L'interdiction servie au libéraux par le préfet de Pikine où les libéraux avaient prévu de battre le macadam, ce mercredi pour faire libérer Karim Wade, dénoncer l'acharnement dont ils se disent victimes avec la traque des biens dits mal acquis et la vie chère, est loin de faire l'unanimité au niveau de la coalition BBY où on dénonce "un viol de la constitution comme du temps de Wade".



Marche PDS: L'interdiction qui secoue la coalition Benno Bokk Yaakaar (BBY)
Ayant encore en mémoire "les marches réprimées en bain de sang qui avaient conduit à la mort de l'étudiant Mamadou Diop", le conseiller spécial du président de la République, Malick Ndiaye a noté "un véritable recul démocratique " avec cet interdiction de marche.

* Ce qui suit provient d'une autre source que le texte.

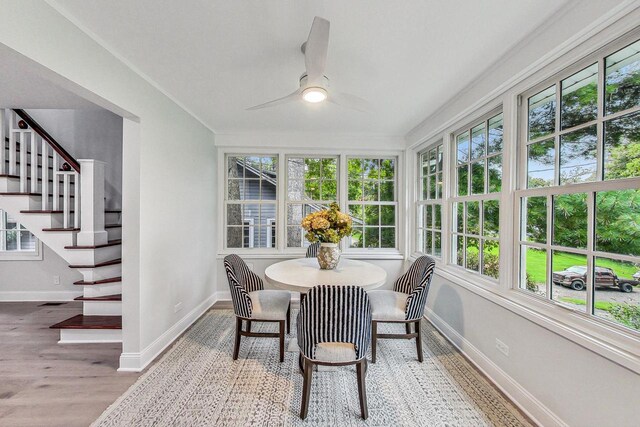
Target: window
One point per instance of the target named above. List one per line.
(312, 184)
(250, 201)
(429, 214)
(372, 201)
(475, 206)
(16, 241)
(580, 198)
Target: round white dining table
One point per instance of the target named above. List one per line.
(301, 274)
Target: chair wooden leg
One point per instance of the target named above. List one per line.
(306, 388)
(281, 341)
(236, 347)
(361, 371)
(419, 341)
(289, 319)
(374, 340)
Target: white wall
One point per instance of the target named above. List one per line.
(168, 177)
(89, 134)
(32, 280)
(557, 378)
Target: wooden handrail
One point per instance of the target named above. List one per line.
(52, 142)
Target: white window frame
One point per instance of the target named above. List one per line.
(281, 251)
(18, 255)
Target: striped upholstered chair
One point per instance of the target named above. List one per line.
(251, 303)
(404, 304)
(334, 329)
(312, 250)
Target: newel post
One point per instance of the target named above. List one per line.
(92, 230)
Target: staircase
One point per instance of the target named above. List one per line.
(61, 201)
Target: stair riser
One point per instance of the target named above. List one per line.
(85, 336)
(114, 233)
(92, 256)
(102, 308)
(112, 218)
(9, 184)
(92, 291)
(92, 274)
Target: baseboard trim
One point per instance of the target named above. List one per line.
(136, 362)
(531, 406)
(46, 296)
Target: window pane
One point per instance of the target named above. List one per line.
(535, 217)
(463, 147)
(494, 168)
(388, 237)
(578, 156)
(494, 144)
(579, 103)
(478, 141)
(622, 147)
(534, 265)
(473, 248)
(473, 218)
(618, 222)
(570, 220)
(622, 79)
(491, 258)
(371, 237)
(569, 279)
(491, 218)
(540, 164)
(542, 113)
(477, 177)
(463, 180)
(615, 296)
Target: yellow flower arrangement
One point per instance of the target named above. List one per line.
(327, 226)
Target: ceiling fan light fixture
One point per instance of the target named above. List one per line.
(314, 94)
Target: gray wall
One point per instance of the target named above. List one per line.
(89, 134)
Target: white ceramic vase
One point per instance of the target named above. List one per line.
(328, 256)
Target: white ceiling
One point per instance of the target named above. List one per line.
(218, 57)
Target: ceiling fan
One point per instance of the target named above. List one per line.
(314, 85)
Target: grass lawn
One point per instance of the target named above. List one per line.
(536, 264)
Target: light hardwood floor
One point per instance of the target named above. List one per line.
(43, 383)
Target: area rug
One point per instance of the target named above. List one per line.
(196, 383)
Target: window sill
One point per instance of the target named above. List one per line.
(610, 343)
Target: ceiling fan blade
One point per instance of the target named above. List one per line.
(289, 98)
(315, 51)
(350, 101)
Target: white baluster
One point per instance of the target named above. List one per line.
(3, 143)
(66, 192)
(56, 189)
(12, 143)
(45, 174)
(76, 200)
(23, 162)
(34, 162)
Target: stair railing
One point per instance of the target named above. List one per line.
(37, 158)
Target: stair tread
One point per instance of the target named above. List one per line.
(90, 322)
(100, 264)
(115, 297)
(104, 245)
(98, 282)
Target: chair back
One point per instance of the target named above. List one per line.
(241, 282)
(312, 250)
(416, 282)
(334, 313)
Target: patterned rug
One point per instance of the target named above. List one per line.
(196, 383)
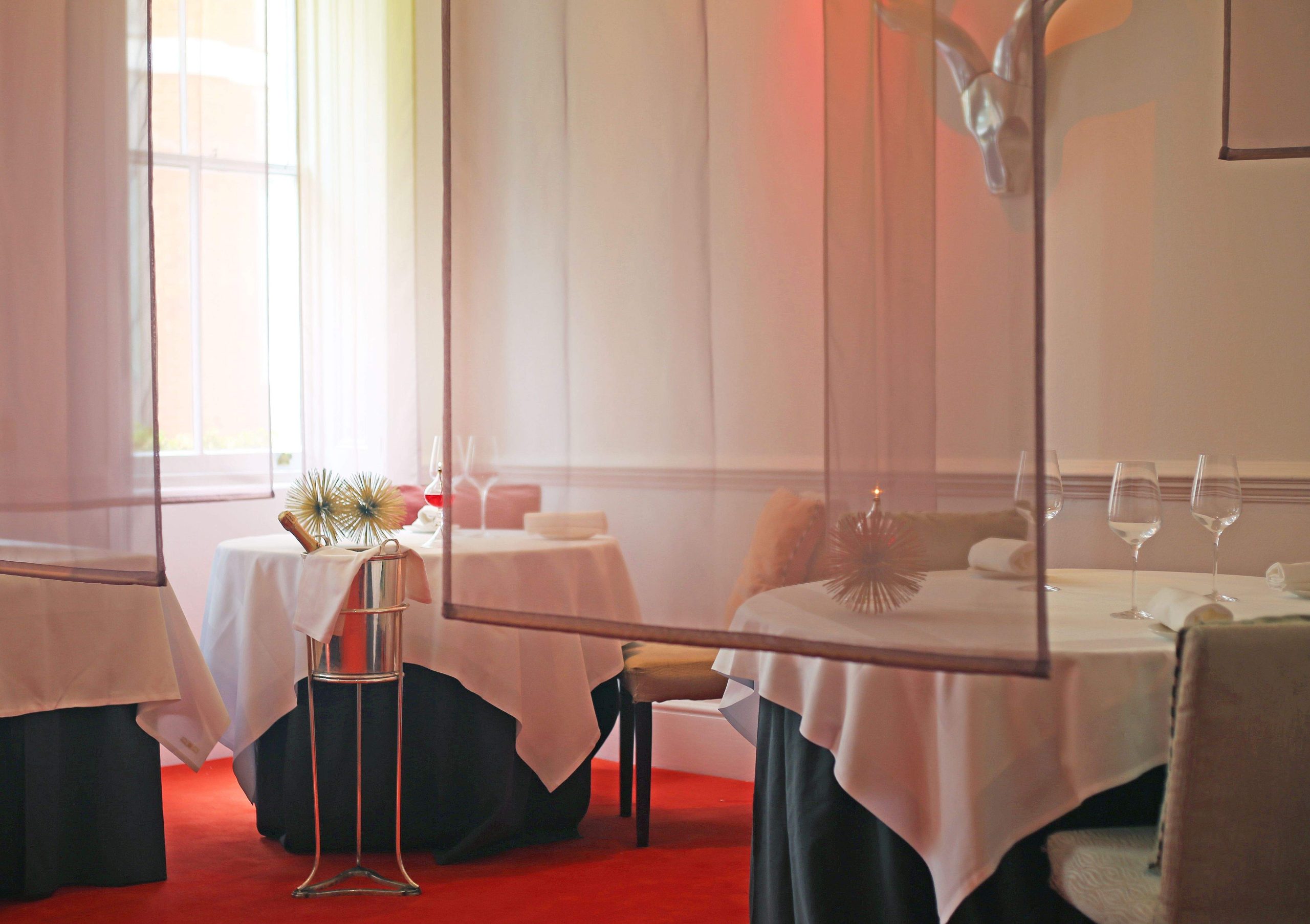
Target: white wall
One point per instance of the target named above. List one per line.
(1178, 298)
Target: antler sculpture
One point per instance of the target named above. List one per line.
(997, 96)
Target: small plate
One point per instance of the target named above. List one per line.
(1000, 576)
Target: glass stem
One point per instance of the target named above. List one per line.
(1132, 605)
(1215, 584)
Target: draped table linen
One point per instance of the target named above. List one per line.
(544, 679)
(963, 766)
(73, 644)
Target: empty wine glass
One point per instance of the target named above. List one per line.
(1135, 517)
(1026, 492)
(481, 467)
(435, 492)
(1216, 505)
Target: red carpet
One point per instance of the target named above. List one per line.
(221, 869)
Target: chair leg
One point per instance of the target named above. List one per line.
(625, 754)
(642, 716)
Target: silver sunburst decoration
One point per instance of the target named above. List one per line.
(319, 500)
(874, 563)
(374, 508)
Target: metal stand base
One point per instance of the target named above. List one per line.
(311, 889)
(387, 886)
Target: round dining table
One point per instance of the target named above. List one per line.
(499, 722)
(894, 795)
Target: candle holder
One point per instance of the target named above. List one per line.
(368, 649)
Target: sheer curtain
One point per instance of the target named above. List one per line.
(357, 235)
(79, 447)
(703, 250)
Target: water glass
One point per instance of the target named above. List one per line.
(1133, 517)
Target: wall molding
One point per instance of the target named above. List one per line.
(1084, 480)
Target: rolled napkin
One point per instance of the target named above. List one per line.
(325, 582)
(1005, 556)
(1294, 576)
(570, 524)
(1181, 608)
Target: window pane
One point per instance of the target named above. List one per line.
(282, 83)
(167, 66)
(285, 312)
(226, 66)
(233, 319)
(173, 307)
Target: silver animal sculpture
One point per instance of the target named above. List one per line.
(996, 96)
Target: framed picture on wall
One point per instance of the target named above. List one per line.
(1266, 79)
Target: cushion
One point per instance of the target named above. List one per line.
(414, 502)
(654, 673)
(785, 539)
(948, 538)
(1103, 873)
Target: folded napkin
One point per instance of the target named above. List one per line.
(426, 518)
(1005, 556)
(1181, 608)
(325, 582)
(570, 524)
(1288, 576)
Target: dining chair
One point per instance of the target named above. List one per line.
(1233, 845)
(787, 548)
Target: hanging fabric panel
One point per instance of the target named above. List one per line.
(717, 265)
(79, 453)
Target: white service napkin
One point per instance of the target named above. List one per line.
(1292, 576)
(426, 519)
(325, 581)
(1005, 556)
(566, 524)
(1181, 608)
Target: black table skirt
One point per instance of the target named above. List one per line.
(820, 857)
(467, 794)
(80, 801)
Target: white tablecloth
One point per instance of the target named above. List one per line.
(73, 644)
(544, 679)
(966, 766)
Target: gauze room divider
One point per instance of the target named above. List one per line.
(79, 447)
(698, 251)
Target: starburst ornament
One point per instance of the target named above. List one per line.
(319, 501)
(374, 510)
(874, 563)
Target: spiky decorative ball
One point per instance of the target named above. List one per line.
(874, 563)
(319, 501)
(374, 508)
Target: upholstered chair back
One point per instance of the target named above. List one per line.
(948, 538)
(782, 547)
(1236, 824)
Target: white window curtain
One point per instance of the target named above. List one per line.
(357, 235)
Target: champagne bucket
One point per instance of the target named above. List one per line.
(368, 648)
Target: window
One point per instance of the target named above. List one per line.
(226, 244)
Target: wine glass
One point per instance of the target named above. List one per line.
(481, 462)
(1026, 492)
(1135, 517)
(435, 493)
(1216, 505)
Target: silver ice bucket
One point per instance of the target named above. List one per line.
(368, 648)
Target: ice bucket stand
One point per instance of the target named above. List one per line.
(367, 650)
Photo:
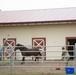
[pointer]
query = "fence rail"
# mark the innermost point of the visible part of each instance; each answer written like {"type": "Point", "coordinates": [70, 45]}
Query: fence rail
{"type": "Point", "coordinates": [11, 63]}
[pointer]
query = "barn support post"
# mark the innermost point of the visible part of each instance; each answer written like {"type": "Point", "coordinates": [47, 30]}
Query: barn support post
{"type": "Point", "coordinates": [75, 57]}
{"type": "Point", "coordinates": [11, 59]}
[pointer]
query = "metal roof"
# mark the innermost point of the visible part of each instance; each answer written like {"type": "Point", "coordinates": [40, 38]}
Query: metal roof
{"type": "Point", "coordinates": [39, 15]}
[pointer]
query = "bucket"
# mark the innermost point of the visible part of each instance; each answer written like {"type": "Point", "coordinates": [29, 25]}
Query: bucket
{"type": "Point", "coordinates": [69, 70]}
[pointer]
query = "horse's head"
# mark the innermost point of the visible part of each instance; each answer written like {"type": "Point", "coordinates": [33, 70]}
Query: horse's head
{"type": "Point", "coordinates": [18, 46]}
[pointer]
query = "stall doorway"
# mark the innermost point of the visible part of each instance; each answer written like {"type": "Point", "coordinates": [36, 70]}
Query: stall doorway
{"type": "Point", "coordinates": [70, 41]}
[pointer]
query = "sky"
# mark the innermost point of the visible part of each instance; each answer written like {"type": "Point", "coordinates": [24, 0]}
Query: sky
{"type": "Point", "coordinates": [9, 5]}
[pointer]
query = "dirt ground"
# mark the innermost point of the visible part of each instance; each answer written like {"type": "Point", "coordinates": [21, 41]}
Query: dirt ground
{"type": "Point", "coordinates": [35, 67]}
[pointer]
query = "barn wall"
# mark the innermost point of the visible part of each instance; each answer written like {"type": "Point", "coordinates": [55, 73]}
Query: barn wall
{"type": "Point", "coordinates": [54, 34]}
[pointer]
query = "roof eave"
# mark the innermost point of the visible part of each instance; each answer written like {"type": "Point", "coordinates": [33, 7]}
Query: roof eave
{"type": "Point", "coordinates": [37, 23]}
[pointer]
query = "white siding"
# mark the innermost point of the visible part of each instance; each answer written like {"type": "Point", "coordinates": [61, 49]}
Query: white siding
{"type": "Point", "coordinates": [55, 35]}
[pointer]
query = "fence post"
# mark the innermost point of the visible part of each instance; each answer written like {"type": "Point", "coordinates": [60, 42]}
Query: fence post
{"type": "Point", "coordinates": [75, 57]}
{"type": "Point", "coordinates": [11, 59]}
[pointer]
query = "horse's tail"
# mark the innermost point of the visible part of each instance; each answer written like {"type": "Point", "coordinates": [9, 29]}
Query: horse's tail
{"type": "Point", "coordinates": [40, 54]}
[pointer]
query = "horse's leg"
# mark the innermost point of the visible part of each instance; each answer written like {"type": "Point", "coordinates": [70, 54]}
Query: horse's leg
{"type": "Point", "coordinates": [23, 59]}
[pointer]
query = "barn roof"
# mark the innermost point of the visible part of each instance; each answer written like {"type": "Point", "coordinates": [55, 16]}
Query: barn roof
{"type": "Point", "coordinates": [38, 16]}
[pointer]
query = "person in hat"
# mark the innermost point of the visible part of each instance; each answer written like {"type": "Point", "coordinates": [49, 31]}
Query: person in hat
{"type": "Point", "coordinates": [65, 55]}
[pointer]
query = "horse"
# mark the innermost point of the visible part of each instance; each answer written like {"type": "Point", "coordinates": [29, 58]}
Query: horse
{"type": "Point", "coordinates": [28, 52]}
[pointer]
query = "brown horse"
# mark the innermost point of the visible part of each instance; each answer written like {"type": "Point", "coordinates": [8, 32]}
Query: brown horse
{"type": "Point", "coordinates": [28, 52]}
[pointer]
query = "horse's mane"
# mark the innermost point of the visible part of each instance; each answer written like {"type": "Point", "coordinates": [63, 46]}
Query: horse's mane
{"type": "Point", "coordinates": [21, 47]}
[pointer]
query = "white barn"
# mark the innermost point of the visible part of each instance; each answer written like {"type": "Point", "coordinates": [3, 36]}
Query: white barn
{"type": "Point", "coordinates": [43, 27]}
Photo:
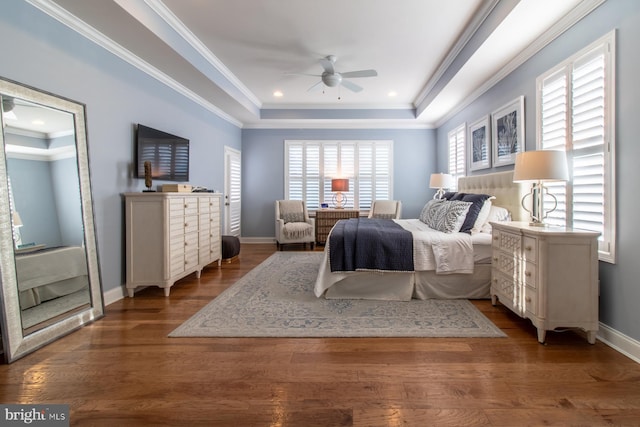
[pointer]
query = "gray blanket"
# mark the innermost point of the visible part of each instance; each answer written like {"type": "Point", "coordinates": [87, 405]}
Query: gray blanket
{"type": "Point", "coordinates": [370, 244]}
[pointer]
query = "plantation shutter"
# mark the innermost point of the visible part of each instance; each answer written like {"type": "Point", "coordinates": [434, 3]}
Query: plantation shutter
{"type": "Point", "coordinates": [574, 115]}
{"type": "Point", "coordinates": [310, 166]}
{"type": "Point", "coordinates": [457, 158]}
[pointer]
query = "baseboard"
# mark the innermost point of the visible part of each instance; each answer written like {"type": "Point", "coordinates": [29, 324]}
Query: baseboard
{"type": "Point", "coordinates": [114, 295]}
{"type": "Point", "coordinates": [620, 342]}
{"type": "Point", "coordinates": [258, 240]}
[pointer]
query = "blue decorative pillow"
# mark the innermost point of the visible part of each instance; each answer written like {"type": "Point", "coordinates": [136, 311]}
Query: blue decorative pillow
{"type": "Point", "coordinates": [477, 201]}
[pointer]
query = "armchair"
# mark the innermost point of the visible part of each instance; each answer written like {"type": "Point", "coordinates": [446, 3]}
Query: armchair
{"type": "Point", "coordinates": [385, 209]}
{"type": "Point", "coordinates": [293, 224]}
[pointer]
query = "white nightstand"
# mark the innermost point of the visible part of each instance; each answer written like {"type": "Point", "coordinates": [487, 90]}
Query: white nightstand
{"type": "Point", "coordinates": [548, 275]}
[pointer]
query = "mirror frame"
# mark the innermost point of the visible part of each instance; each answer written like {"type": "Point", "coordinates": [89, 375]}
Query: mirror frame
{"type": "Point", "coordinates": [15, 343]}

Même si elle est convaincue que le "PDS ne fait que du saupoudrage", la présidente du conseil d'administration de la LONASE, Néné Fatoumata Tall est du même avis que le "préfet aurait dû autoriser la marche", sur les colonnes du journal, "L'As".

Montés au créneau le même jour de l'interdiction, des responsables de BBY n'avaient pas attendu pour montrer leur désaccord par rapport à cette décision.

Si pour le leader de « Bës du niakk », Mansour Sy Djamil, «la manifestation des libéraux devait être autorisée pour ridiculiser l’appel du président sortant Wade de Versailles », le responsable de Rewmi n’a pas été aussi tendre. Idrissa Seck a tout simplement dénoncé «un recul démocratique grave inacceptable au Sénégal au 21ème siècle».